There are tons of them all over the place,
in general. But found in this genre, they most often exist individually. And just to elevate
things, if you can’t see vibrating
(forceful or otherwise) silhouettes somewhere in the gloss of the moment of the mirror’s first appearance in said work of art, then we call that foreshadowing. I’d say this is the kind that is mostly mere indication, a positive thing, rather than
anything that spells general or specific doom.
It might be so positive that, should the viewer(s) be thinking critically of film, in any conscious way, it would likely be unintentionally, or so I would assume, given that it is one of our genres that is least associated
and even perhaps quite rarely adjacent to the notion of, I’m gonna introduce the potentially derailing term artistic or academic or geek-associative, criticism, wherein foreshadowing is a mechanism whereby we, the audience, might (over)think, much less splice and/or extricate and/or debate/detail this normally elevated often complex or debatable or aha! literary device. It would and should normally just pass us by, such a generically standard set piece in this kind of thing. We’d
ordinarily be thoughtless to its presence, unless
in an expectant way. That is, if any thought even
were to go into such a thing. The thought might
come bearing down us once the set piece is literally
utilized. Thanks to the reflex of being mind-numbingly
beaten into the general psyche’s zeitgeist’s or populous’

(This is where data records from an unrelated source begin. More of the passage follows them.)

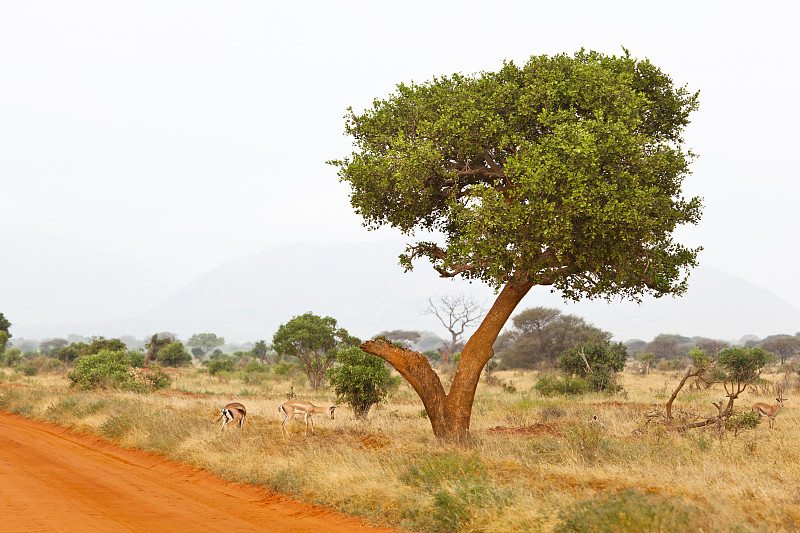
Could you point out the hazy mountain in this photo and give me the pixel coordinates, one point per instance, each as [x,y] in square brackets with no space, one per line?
[364,288]
[47,280]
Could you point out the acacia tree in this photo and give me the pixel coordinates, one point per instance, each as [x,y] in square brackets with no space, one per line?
[565,172]
[204,342]
[784,346]
[541,335]
[456,313]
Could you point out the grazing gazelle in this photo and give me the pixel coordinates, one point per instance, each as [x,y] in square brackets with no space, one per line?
[770,411]
[293,407]
[233,411]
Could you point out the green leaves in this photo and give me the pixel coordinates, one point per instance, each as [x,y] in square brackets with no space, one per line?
[566,171]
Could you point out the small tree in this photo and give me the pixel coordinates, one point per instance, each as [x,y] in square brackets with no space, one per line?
[314,341]
[260,350]
[102,370]
[735,367]
[51,346]
[361,380]
[595,362]
[783,346]
[205,342]
[174,354]
[456,313]
[5,326]
[646,358]
[12,357]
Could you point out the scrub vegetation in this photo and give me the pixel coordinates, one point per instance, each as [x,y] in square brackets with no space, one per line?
[582,461]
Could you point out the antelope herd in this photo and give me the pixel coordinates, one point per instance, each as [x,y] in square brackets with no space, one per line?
[236,412]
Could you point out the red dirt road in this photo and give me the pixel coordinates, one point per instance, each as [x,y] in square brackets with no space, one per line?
[55,480]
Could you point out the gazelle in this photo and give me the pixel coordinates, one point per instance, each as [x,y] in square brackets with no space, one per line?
[771,411]
[293,407]
[233,412]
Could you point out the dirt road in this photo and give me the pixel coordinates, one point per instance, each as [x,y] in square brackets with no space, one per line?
[54,480]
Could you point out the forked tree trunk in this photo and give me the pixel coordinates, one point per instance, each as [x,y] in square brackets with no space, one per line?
[449,413]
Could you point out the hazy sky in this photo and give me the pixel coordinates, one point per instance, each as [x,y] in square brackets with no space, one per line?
[197,132]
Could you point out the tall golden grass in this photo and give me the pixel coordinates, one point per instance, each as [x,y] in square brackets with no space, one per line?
[535,463]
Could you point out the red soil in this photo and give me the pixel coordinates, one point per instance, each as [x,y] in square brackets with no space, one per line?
[54,480]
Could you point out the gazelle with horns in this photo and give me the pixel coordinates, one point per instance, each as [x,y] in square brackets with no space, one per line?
[293,407]
[771,411]
[233,412]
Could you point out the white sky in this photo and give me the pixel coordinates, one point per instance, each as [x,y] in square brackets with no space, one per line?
[197,132]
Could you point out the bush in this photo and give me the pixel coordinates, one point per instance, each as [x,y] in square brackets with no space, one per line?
[111,369]
[604,361]
[743,420]
[136,359]
[11,357]
[285,369]
[146,380]
[103,370]
[361,380]
[217,366]
[550,385]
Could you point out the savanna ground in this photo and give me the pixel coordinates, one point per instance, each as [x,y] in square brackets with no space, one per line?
[535,463]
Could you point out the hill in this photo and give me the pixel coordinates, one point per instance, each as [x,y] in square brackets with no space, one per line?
[365,289]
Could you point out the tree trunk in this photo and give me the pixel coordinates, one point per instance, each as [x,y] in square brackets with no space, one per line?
[449,413]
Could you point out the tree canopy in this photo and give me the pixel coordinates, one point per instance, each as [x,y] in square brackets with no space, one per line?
[314,341]
[565,171]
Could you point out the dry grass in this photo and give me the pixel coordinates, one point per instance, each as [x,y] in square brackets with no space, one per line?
[536,463]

kink-zone, this particular and next to ubiquitous set piece,
given its purpose (rather than any representation, a literal
function). In actuality, when it is, let’s say, put into play,
and I could be wrong about the noticeability vs. well,
of course it’s there vs. the looking ahead, oh, wait, I can
already sense a quite significant thoughtful reason for its
placement, again, most often in retrospect. Such that
literal, visceral fast-forwarding might immediately transpire thanks to an initial non-use of it. It being,
again, one of the most frequent set pieces in this,
probably our most prevalent artistic genre. In fact,
perhaps our most lauded genre; a genre we might call
our official national genre, should such an association be
multi-tasking. All pastiche, checkin’ out some Nope,
smokin’ down with dope’s Pope. & every
thing else. Caught Puccini at the Met, maybe twice, let’s just say. Took in some Queen while makin’ some snappy sandwiches, a family picnic, al dente, sprung from Mercury’s
range, all the while, with a wand swimmin’ in spangle and a finger curled all cumm’ere;
she brought us one by one out of the hiding corners and the shadows’ bilges….and then, double double, she
festooned it all with an UNtoiled unpredictability that, eyes now opened so, swam upstream, another mystery’s brainwashed misery gone awhile.
Is anyone paying attention to politics, to political polls, as they’d (who’d?) have us believe? And if they are,
well, paying attention to what ever’s hot and whatever’s not – in general – which, surely some body is, wouldn’t it be nice to
sort of have a look at those as our noses go back toward those trends in politics. Which, yes, they tell us loud and clear,
are just trends? Because I for one am worried. And might that give some help? What are people singing these days?
Oh. Do I know this one? Am I afraid to actually ask? Frankly, depending on how I’m dosing on anti-anxiety medication, I’m afraid
of just about everything I hear these days, which is mostly the news, so it could be my problem, being a devotee of news. No. I know getting everyone
all worked up is a mental health disaster, but what about the other disasters, ment al health or no? I mean despite whether or not. I mean, what are the chances
that basic trends might tell us all we need to know on such matters? Is anyone looking into this?